As the sodium silicate, any of commercially available No. 1 to No. 4 water glass and sodium metasilicate can be used. Nitric acid, hydrochloric acid, sulfuric acid, etc. are used as mineral acids. When mixing sodium silicate and mineral acid, gelation often occurs if the amount of mineral acid is small, so it is necessary to select the ratio of sodium silicate and mineral acid so that the pH of the liquid is 5 or less. Divalent heavy metal salts can be selected from chlorides, sulfates, nitrates, etc. of cobalt, nickel, zinc, cadmium, iron, manganese, lead, and the like. If the amount satisfies the composition of general formula (), there are not only one type of heavy metal but also two types of heavy metals.

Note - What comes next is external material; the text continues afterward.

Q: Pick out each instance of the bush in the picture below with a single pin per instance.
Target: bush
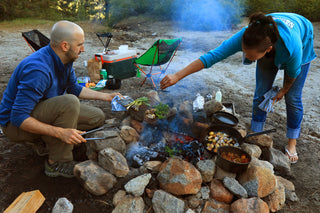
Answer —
(307, 8)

It is possible to select from any combination of compositions over types, and compositions can be designed according to the application.
It is also possible to add a magnesium salt if necessary, and it can be selected from magnesium chloride, magnesium sulfate, magnesium nitrate, etc. Next, a homogeneous solution containing silicic acid and a divalent heavy metal salt or, if necessary, a magnesium salt, and an alkaline solution are mixed at room temperature to obtain a homogeneous composite precipitate. As the alkaline solution, sodium hydroxide solution, potassium hydroxide solution, aqueous ammonia, etc. are used.
It is desirable to select the amount of alkaline solution such that the pH after mixing is 10 or higher. When the homogeneous solution and the alkaline solution are mixed, the homogeneous solution may be dropped into the alkaline solution to cause precipitation, or the reverse order may be used. A homogeneous composite precipitate can also be obtained by instantaneously mixing both liquids. Next, filtration and washing with water are repeated to sufficiently remove by-product solutes. According to X-ray powder diffraction, these homogeneous composite precipitates containing heavy metals already have a low-crystalline smectite-like structure, and therefore, in the third step, hydrothermal treatment at a relatively low temperature and for a short time is required. It is inferred that the synthetic swellable silicate of the present invention having better properties is produced by this method. Furthermore, since the above-mentioned homogeneous composite precipitate often already incorporates cations at the time of precipitation, there is no particular need to add exchangeable cations in the second step. The starting material slurry for the second step is prepared by adding water and, if necessary, a cationic hydroxide, fluoride, or a mixed aqueous solution thereof to the homogeneous composite precipitate obtained in the first step, or adding hydrofluoric acid to the homogeneous composite precipitate obtained in the first step. Adjusted by adding It is not particularly necessary to add cations, but if they are added, it is desirable to add them in an amount given by c/y. y is given the valence number of the cation to be added, and is 1 or 2 in the case of one type of cation. c is a value between 0 and 2,
Usually the preferred value is between 0.5 and 1.2, and usually a value around 0.8 should be chosen. The amount of cations to be added is permissible up to about four times the value of c. The swellable silicate of the present invention can be synthesized without adding fluoride ions, but when added, the value of d may be selected within the range of 0 to 2/3 (s+b)+c. If the value of (a+b) is 6,
Assuming that c=0.8, the amount of fluorine ions can be selected between 0 and 4.8 in terms of calculation, but addition up to about twice the amount of 4.8 is permissible. In the hydrothermal reaction of the third step, the raw material slurry obtained in the second step is charged into an autoclave and subjected to a hydrothermal reaction at a temperature of 100° C. to 350° C. to produce the swellable silicate of the present invention. Although stirring is not particularly required during the reaction, stirring is absolutely prohibited. In general, the higher the reaction temperature, the faster the reaction rate, and the longer the reaction time, the better the crystal formation, but at a reaction temperature of 200°C and a reaction pressure of 15.9 kg to cm 2 , a reaction time of 2 to 3 hours is sufficient. In the fourth step, after the completion of the hydrothermal reaction in the third step, the contents of the autoclave are taken out and heated to a temperature above 60â.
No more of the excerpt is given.